Sentences for child pornography offenses can be stacked. For example, if a defendant is charged with possessing 20 images of child pornography, and can be proven to have had intent to promote or distribute, they could face up to 400 years in prison.
DEFENSE STRATEGY
Denying that the offense occurred (i.e., “It never happened.”) is a viable defense strategy when facing child pornography charges. A mistake of fact (i.e., the child appeared to be over the age of 18) and lack of intent or knowledge regarding possession or distribution are also possible defenses. Other viable defenses include entrapment (i.e., a scenario was set up with the intention of luring a person to commit the crime) and age of the defendant.
Addressing lack of intent or knowledge (the “I didn’t do it” defense) requires that an attorney know and understand current computer forensics, including the latest guidelines for forensic digital evidence examinations. A qualified lawyer will be able to address the following questions and their implications for a particular case:
- Was the wireless network secured?
- Did a third party have access to the computer?
- Did another person download or view child pornography on your computer, leading to a false accusation?
- Is there a chance the material in question was accidentally downloaded or sent in a spam email?
- Could another person have hacked into the computer and downloaded the images, or hijacked your computer to be used as a server?
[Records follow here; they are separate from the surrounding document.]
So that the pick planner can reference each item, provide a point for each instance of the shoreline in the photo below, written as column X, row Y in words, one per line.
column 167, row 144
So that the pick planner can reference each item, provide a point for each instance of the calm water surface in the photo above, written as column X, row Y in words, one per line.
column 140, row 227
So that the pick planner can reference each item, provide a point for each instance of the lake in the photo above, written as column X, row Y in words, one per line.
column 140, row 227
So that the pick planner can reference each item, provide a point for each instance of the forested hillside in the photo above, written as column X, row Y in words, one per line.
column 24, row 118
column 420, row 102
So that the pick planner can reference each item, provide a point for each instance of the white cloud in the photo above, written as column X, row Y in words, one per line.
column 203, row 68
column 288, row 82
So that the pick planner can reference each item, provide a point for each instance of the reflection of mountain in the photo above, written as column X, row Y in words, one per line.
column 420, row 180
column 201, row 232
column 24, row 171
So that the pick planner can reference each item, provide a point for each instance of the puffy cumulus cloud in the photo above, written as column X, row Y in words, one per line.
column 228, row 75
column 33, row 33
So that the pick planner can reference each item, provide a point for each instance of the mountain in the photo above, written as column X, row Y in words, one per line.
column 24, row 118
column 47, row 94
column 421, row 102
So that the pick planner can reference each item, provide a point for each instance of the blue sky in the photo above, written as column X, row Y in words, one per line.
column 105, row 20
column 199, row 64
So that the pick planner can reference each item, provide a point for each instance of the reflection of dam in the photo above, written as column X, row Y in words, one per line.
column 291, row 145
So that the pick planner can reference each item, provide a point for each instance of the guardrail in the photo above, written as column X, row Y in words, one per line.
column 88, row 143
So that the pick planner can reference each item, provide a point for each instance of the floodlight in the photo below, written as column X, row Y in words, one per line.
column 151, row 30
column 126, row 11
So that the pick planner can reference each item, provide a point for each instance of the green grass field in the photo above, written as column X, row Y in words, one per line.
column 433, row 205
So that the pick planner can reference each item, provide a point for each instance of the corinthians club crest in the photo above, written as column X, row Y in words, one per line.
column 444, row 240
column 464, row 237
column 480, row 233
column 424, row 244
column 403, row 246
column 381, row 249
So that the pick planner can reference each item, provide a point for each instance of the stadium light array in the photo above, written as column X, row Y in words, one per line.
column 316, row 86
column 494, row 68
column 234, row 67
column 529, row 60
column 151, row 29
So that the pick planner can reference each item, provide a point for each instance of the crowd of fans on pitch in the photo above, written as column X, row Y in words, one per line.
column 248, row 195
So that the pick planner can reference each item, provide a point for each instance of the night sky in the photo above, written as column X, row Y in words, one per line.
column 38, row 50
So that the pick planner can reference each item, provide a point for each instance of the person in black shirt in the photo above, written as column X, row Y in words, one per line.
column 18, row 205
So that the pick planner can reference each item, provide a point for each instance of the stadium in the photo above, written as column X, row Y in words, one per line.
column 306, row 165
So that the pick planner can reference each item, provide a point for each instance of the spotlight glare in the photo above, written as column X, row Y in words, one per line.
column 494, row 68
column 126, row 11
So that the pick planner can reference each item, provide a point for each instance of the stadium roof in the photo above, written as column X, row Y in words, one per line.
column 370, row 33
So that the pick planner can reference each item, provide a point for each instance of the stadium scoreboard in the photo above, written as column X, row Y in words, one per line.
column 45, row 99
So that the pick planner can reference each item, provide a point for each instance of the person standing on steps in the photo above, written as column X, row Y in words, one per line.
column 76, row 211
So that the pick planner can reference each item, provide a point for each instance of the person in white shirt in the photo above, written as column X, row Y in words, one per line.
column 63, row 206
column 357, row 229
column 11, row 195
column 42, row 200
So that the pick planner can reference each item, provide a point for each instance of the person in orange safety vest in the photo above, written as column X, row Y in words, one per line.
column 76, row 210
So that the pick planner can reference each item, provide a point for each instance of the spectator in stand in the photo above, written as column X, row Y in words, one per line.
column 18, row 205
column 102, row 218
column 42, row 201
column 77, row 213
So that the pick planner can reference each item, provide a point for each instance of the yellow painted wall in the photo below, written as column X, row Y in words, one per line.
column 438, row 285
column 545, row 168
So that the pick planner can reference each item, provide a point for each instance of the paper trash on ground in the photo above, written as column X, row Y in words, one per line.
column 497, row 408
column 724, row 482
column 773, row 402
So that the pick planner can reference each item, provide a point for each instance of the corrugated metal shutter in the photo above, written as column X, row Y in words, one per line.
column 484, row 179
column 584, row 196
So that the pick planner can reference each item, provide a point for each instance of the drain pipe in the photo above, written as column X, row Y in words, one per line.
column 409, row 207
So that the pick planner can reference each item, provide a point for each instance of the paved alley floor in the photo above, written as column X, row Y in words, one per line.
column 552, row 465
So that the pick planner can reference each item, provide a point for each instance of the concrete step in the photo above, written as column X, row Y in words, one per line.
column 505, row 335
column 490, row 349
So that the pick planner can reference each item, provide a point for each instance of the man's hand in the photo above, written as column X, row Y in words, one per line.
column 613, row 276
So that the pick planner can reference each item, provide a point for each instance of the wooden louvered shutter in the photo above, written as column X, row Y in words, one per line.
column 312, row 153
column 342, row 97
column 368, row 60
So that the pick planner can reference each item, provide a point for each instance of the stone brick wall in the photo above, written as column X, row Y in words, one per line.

Regardless of the best defense strategy, it is crucial that you hire an experienced attorney as soon as possible after you become aware of charges against you.
PROCESS
A child pornography investigation often begins with police trolling peer-to-peer (P2P) Internet sites searching for child pornography. Once child pornography is found, the police will attempt to download the images or videos and locate the IP address of the computer where the images originated. After locating the IP address, police will either continue to investigate and collect further evidence, or they will immediately obtain a search warrant.
Police may continue an investigation by using electronic surveillance to monitor a suspect’s residence. This can allow police to determine who was in the residence when child pornography was uploaded or downloaded and possibly curtail the “it wasn’t me” defense. However, such surveillance is not the norm for child pornography investigations.
Generally, police obtain a search warrant and arrive at the location of the computer linked to the pornography. Police then execute the warrant and seize anything authorized, including computers, cell phones, thumb drives and any other items that could store images electronically. Police typically aim to execute the warrant when the suspect is at home. This gives them an opportunity to interrogate the suspect and potentially gather passwords needed to access the contents of the seized devices.
IT IS CRUCIAL THAT THE PERSON ACCUSED DOES NOT SPEAK TO POLICE AND HIRES A QUALIFIED ATTORNEY.
Police are trained to be skilled interrogators. Some police officers are so effective that they can coerce false confessions from suspects. To protect the outcome of the investigation, it is very important that the person accused does not speak with police. Police have often already decided to file charges and will attempt to get the person to provide information that hurts his or her chances of being proven innocent.
Some individuals mistakenly believe that hiring an attorney will make them look guilty. This is untrue and can lead to unfortunate consequences. It is the job of a defense attorney to protect the rights of those accused of committing a crime. Police frequently engage with defense attorneys, and it is not unusual for police to decline charges against suspects whose lawyers convince police that prosecution is not warranted.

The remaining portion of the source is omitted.